The Lost Knowledge of Imagination
By Gary Lachman
Starting in the mid-to-late 1700s, there was a subtle but profound shift in human consciousness. For centuries, early humanity relied heavily on the right brain—its creativity, intuition, and imagination—to navigate the world. People believed in animism, forest spirits, gods, angels, and countless other unseen forces. Then, around the Enlightenment, the left brain began to dominate. Everything became scientific and material. Reality was reduced to cause-and-effect in the physical world, with little room left for spirit, myth, or imagination.
Lachman traces this evolution through the ideas of various philosophers and scientists. One thinker (whose name escapes me as well) made a striking distinction: there are the rules of geometry and the rules of imagination. Each mode of consciousness, he argued, operates according to its own valid set of principles.
Chapter 2 explores Owen Barfield, a member of the Inklings and close friend of J.R.R. Tolkien. Barfield proposed a radical idea: imagination actually fuels language, rather than the other way around. While many believe we first experience the world and then develop language to describe it, Barfield suggested we are born with imagination and linguistic capacity already within us. We then project that inner reality onto the physical world we encounter.

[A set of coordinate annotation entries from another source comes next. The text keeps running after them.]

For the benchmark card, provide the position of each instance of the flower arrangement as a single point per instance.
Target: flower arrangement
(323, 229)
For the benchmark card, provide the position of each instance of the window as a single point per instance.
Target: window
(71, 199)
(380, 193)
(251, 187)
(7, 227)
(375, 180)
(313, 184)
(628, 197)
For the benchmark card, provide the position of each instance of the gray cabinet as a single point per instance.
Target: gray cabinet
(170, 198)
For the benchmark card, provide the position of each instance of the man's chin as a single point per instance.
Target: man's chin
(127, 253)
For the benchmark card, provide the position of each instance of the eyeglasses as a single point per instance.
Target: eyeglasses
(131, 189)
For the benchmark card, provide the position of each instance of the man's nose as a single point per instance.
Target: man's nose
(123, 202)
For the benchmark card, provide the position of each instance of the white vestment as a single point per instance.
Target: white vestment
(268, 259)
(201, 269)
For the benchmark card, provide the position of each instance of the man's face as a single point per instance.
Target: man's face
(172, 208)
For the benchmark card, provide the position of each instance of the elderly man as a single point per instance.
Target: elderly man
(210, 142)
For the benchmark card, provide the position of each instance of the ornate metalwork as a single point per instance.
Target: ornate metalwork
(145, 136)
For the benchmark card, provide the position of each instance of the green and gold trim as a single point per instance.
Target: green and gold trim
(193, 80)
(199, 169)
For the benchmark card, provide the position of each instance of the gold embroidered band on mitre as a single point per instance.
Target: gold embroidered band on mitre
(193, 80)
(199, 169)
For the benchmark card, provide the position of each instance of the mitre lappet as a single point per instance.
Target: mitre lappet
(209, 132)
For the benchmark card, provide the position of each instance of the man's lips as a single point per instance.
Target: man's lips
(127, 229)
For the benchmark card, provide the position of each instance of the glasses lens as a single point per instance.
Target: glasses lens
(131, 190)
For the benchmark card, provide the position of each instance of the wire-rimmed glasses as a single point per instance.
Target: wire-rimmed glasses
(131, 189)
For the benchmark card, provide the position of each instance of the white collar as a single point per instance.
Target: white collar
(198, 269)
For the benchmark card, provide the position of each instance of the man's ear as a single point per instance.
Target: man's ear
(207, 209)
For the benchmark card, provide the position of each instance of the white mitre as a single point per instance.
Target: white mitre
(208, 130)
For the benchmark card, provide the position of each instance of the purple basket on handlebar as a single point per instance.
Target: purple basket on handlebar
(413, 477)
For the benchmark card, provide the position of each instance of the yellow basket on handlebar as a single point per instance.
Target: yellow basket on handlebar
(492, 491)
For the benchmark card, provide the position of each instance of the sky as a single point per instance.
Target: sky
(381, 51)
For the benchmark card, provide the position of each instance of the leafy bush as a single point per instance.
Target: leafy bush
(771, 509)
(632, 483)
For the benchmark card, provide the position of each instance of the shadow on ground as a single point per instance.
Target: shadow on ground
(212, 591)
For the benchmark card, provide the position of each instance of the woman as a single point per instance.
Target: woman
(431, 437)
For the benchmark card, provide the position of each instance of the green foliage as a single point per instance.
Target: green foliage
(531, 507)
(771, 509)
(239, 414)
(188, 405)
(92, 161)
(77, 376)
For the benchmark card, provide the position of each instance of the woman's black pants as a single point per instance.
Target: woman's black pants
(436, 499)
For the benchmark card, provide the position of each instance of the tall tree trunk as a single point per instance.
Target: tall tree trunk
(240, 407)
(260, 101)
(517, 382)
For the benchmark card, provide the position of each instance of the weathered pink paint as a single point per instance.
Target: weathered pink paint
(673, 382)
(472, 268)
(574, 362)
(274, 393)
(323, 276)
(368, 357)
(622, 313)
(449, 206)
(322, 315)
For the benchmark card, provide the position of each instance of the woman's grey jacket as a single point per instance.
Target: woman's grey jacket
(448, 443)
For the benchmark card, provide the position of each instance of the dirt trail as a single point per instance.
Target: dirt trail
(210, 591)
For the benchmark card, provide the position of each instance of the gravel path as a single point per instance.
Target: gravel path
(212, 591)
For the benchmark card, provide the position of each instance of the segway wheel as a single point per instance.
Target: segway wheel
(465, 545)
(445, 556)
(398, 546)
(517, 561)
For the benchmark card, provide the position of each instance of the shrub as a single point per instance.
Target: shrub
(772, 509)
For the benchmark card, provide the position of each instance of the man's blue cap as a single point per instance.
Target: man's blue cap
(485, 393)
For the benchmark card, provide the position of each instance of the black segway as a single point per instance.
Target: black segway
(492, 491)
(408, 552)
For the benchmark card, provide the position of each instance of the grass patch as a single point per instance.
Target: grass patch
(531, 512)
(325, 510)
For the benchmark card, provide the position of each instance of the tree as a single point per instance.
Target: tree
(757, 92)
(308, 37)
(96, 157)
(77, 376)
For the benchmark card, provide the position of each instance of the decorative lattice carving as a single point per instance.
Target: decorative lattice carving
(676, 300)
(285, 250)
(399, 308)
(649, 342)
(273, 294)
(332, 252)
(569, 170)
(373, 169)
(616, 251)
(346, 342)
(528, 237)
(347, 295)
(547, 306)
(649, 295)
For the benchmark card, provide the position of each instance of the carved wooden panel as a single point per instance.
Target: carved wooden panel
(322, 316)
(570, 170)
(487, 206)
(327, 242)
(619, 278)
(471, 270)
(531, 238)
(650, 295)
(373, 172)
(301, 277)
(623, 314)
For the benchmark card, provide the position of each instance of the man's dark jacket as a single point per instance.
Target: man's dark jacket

Another perspective Lachman covers is the notion that the outside world is essentially an illusion. What we perceive as reality—sights, sounds, smells, and textures—may simply be data fed into our brains, much like being plugged into a computer that generates all sensory input. In this view, our perception shapes how the physical world appears to us.
Throughout the book, many thinkers advocate for a fusion of right-brain and left-brain consciousness—merging science with imagination—to arrive at the fullest, most perfect form of truth. Yet if the world is ultimately an illusion, the very concept of objective truth becomes slippery. What we call “truth” may simply be the things we can all agree upon.
Overall, Lachman’s book is a fascinating exploration of how we lost touch with the imaginative faculty that once defined human experience. It’s thought-provoking and worth reading if you’re interested in consciousness, philosophy, and the hidden history of ideas.